The Royal Collection Trust has launched Buckingham Palace Sloe Gin, the latest addition to the crown’s growing spirits collection. Over the past year, the British royal family along with its various members and estates have released a number of new spirits.
Buckingham Palace Sloe Gin is made from handpicked (probably not by an actual royal family member) whole sloe berries that are steeped in the Royal Collection Trust’s classic Buckingham Palace gin.
Producing a light ruby color, the plums, cranberries, cloves and kirsch create a clean and medium aroma with an intensity on the nose. The palate is medium sweet with flavor characteristics of plums, marzipan and bitterness from the citrus fruits, followed by the juniper and ginger spices.

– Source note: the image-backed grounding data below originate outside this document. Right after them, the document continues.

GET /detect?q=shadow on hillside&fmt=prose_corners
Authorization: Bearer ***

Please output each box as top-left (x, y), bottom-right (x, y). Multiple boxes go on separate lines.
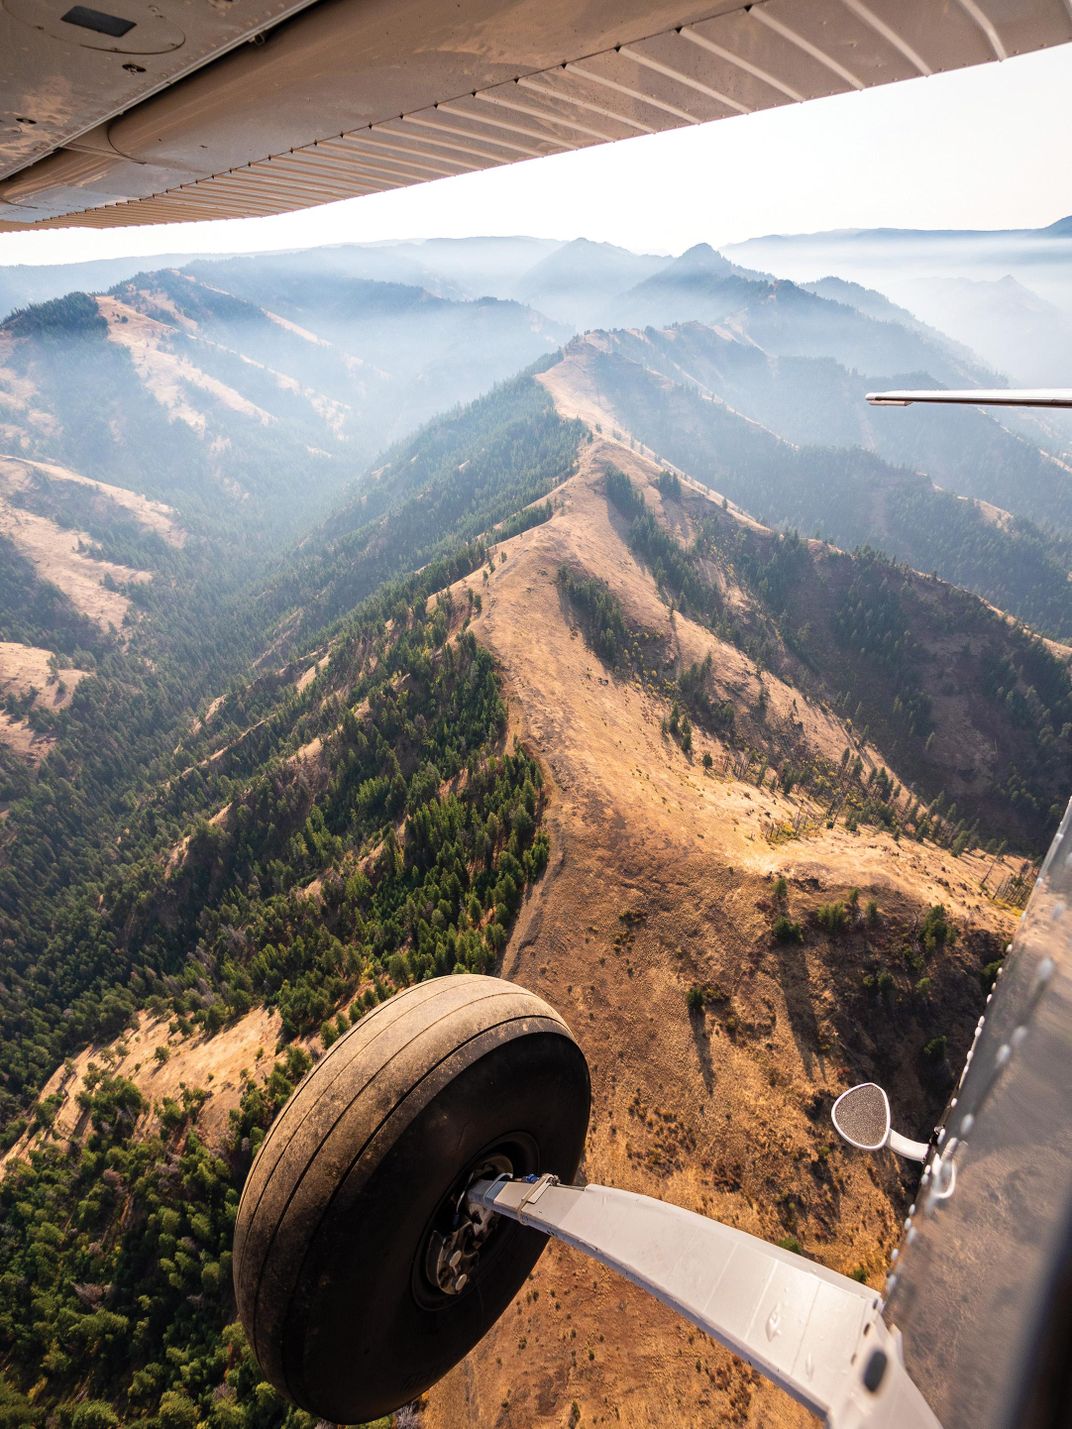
top-left (776, 945), bottom-right (825, 1079)
top-left (689, 1011), bottom-right (715, 1093)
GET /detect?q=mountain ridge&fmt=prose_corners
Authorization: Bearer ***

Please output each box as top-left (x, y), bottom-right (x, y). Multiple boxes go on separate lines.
top-left (538, 325), bottom-right (1072, 639)
top-left (0, 234), bottom-right (1067, 1428)
top-left (1, 375), bottom-right (1054, 1424)
top-left (730, 215), bottom-right (1072, 245)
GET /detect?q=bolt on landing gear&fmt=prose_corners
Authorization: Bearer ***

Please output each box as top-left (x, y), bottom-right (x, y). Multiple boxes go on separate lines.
top-left (234, 975), bottom-right (940, 1427)
top-left (426, 1152), bottom-right (511, 1296)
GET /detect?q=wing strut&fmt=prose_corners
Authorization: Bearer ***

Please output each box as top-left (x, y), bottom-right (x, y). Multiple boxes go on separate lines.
top-left (866, 390), bottom-right (1072, 409)
top-left (470, 1175), bottom-right (942, 1427)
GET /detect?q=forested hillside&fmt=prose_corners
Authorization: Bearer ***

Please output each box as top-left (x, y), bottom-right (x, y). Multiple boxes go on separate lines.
top-left (276, 366), bottom-right (585, 638)
top-left (586, 321), bottom-right (1072, 530)
top-left (552, 330), bottom-right (1072, 638)
top-left (0, 602), bottom-right (549, 1426)
top-left (0, 268), bottom-right (573, 800)
top-left (0, 369), bottom-right (583, 1116)
top-left (0, 232), bottom-right (1068, 1428)
top-left (597, 463), bottom-right (1070, 849)
top-left (0, 270), bottom-right (564, 541)
top-left (0, 291), bottom-right (343, 540)
top-left (0, 367), bottom-right (587, 1425)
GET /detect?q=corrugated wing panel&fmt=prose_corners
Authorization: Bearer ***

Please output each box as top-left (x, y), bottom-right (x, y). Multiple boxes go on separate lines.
top-left (3, 0), bottom-right (1069, 230)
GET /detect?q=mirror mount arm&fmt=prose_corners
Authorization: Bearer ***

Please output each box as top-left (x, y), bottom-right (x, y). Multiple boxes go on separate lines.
top-left (887, 1129), bottom-right (930, 1163)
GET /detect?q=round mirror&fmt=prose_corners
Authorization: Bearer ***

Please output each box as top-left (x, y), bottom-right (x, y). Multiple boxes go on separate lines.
top-left (832, 1082), bottom-right (891, 1151)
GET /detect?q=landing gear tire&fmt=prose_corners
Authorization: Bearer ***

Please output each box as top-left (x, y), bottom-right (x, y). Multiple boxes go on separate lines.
top-left (233, 974), bottom-right (591, 1424)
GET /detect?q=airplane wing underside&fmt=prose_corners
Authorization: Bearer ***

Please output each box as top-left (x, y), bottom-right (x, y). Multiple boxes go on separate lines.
top-left (2, 0), bottom-right (1071, 231)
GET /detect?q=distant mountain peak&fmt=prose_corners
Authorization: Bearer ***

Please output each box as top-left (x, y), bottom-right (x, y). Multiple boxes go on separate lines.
top-left (672, 242), bottom-right (735, 271)
top-left (560, 236), bottom-right (633, 254)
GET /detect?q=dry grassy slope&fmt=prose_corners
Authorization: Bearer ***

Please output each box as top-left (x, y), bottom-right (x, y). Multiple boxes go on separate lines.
top-left (421, 417), bottom-right (1015, 1424)
top-left (0, 1006), bottom-right (282, 1172)
top-left (98, 294), bottom-right (276, 436)
top-left (0, 453), bottom-right (170, 760)
top-left (0, 639), bottom-right (87, 763)
top-left (97, 293), bottom-right (354, 443)
top-left (0, 454), bottom-right (183, 547)
top-left (0, 452), bottom-right (158, 635)
top-left (0, 364), bottom-right (1023, 1424)
top-left (0, 336), bottom-right (59, 447)
top-left (0, 496), bottom-right (145, 628)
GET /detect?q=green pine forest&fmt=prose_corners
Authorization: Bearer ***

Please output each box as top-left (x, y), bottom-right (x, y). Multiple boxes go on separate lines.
top-left (600, 466), bottom-right (1070, 850)
top-left (0, 252), bottom-right (1069, 1428)
top-left (0, 371), bottom-right (582, 1426)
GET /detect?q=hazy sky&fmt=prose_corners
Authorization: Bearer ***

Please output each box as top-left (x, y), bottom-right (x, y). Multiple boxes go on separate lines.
top-left (2, 41), bottom-right (1070, 267)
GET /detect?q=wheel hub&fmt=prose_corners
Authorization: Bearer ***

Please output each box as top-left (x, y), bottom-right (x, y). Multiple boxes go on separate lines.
top-left (426, 1153), bottom-right (512, 1295)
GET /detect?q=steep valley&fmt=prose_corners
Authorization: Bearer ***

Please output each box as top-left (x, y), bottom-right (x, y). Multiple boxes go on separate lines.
top-left (541, 327), bottom-right (1072, 639)
top-left (0, 245), bottom-right (1068, 1429)
top-left (422, 433), bottom-right (1022, 1425)
top-left (2, 365), bottom-right (1064, 1425)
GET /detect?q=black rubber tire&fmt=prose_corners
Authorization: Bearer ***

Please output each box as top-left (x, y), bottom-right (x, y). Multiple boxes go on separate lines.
top-left (233, 974), bottom-right (590, 1424)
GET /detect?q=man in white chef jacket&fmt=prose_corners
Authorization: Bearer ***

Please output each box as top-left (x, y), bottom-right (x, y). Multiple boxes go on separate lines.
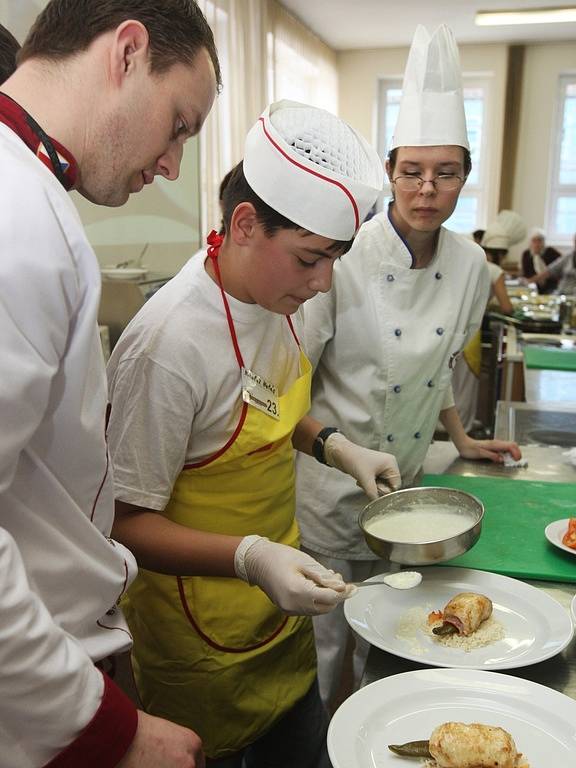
top-left (296, 24), bottom-right (522, 709)
top-left (0, 2), bottom-right (219, 766)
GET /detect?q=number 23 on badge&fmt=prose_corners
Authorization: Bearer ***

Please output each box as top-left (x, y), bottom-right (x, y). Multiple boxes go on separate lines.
top-left (241, 367), bottom-right (280, 420)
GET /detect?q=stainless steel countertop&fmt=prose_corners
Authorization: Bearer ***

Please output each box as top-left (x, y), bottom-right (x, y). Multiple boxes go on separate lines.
top-left (361, 439), bottom-right (576, 700)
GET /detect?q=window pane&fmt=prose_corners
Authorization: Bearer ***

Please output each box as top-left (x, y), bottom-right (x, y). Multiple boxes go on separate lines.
top-left (384, 88), bottom-right (402, 156)
top-left (463, 88), bottom-right (484, 186)
top-left (555, 196), bottom-right (576, 236)
top-left (559, 83), bottom-right (576, 185)
top-left (444, 195), bottom-right (478, 234)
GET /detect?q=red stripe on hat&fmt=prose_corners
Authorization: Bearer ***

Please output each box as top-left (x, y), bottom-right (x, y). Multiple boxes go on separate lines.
top-left (258, 117), bottom-right (360, 232)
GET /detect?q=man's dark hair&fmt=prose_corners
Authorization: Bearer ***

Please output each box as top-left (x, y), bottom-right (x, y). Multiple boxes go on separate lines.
top-left (18, 0), bottom-right (221, 88)
top-left (472, 229), bottom-right (485, 244)
top-left (0, 24), bottom-right (20, 82)
top-left (387, 146), bottom-right (472, 178)
top-left (221, 162), bottom-right (354, 256)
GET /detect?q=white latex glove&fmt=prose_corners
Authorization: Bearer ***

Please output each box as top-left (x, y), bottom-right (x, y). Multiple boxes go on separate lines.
top-left (324, 432), bottom-right (401, 500)
top-left (234, 535), bottom-right (356, 616)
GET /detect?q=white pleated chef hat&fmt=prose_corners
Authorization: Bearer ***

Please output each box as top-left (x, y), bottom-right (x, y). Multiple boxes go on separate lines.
top-left (481, 210), bottom-right (527, 250)
top-left (243, 100), bottom-right (383, 241)
top-left (391, 24), bottom-right (469, 151)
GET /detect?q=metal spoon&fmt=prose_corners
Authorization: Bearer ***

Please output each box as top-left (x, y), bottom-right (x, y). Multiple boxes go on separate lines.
top-left (350, 571), bottom-right (422, 590)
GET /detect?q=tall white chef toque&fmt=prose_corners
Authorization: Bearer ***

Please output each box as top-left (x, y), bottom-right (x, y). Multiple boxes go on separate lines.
top-left (482, 210), bottom-right (526, 250)
top-left (243, 100), bottom-right (383, 241)
top-left (391, 24), bottom-right (469, 150)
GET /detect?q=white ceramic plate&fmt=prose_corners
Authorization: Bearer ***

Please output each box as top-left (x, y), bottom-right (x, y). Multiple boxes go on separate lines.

If you’re looking to make a cocktail, the brand recommends trying a Sloe Royale, which features a 25ml measure of Buckingham Palace Sloe gin poured into a fluted glass, topped up with champagne or sparkling wine, and garnished with fresh berries or orange peel.
Bottled at 26% ABV, the sloe gin is priced at £30.00 per 500ml bottle and only available in the United Kingdom. It can be purchased online via the Royal Collection’s shop.
Last July, The Royal Collection Trust launched its official Buckingham Palace Gin. Made from ingredients handpicked from the garden of the Queen’s London residence, the premium small-batch London dry gin was made available in the charity’s shops as well as there official web store. It is also the only gin served at official events at the palace.
In February of this year, Queen Elizabeth II’s official Northern Ireland residence teamed up with Rademon Estate to release Hillsborough Castle and Gardens Shortcross Gin. It is made using “hand-picked” rose petals from the castle’s Granville Rose Garden.
In November, the Queen released Sandringham Celebration Gin, made with botanicals grown on her private estate. Distilled on the estate in north Norfolk by Whatahoot, the gin features Sharon fruit, a woody tree related to ebony, also known as the Chinese Persimmon, and foliage from myrtle plants.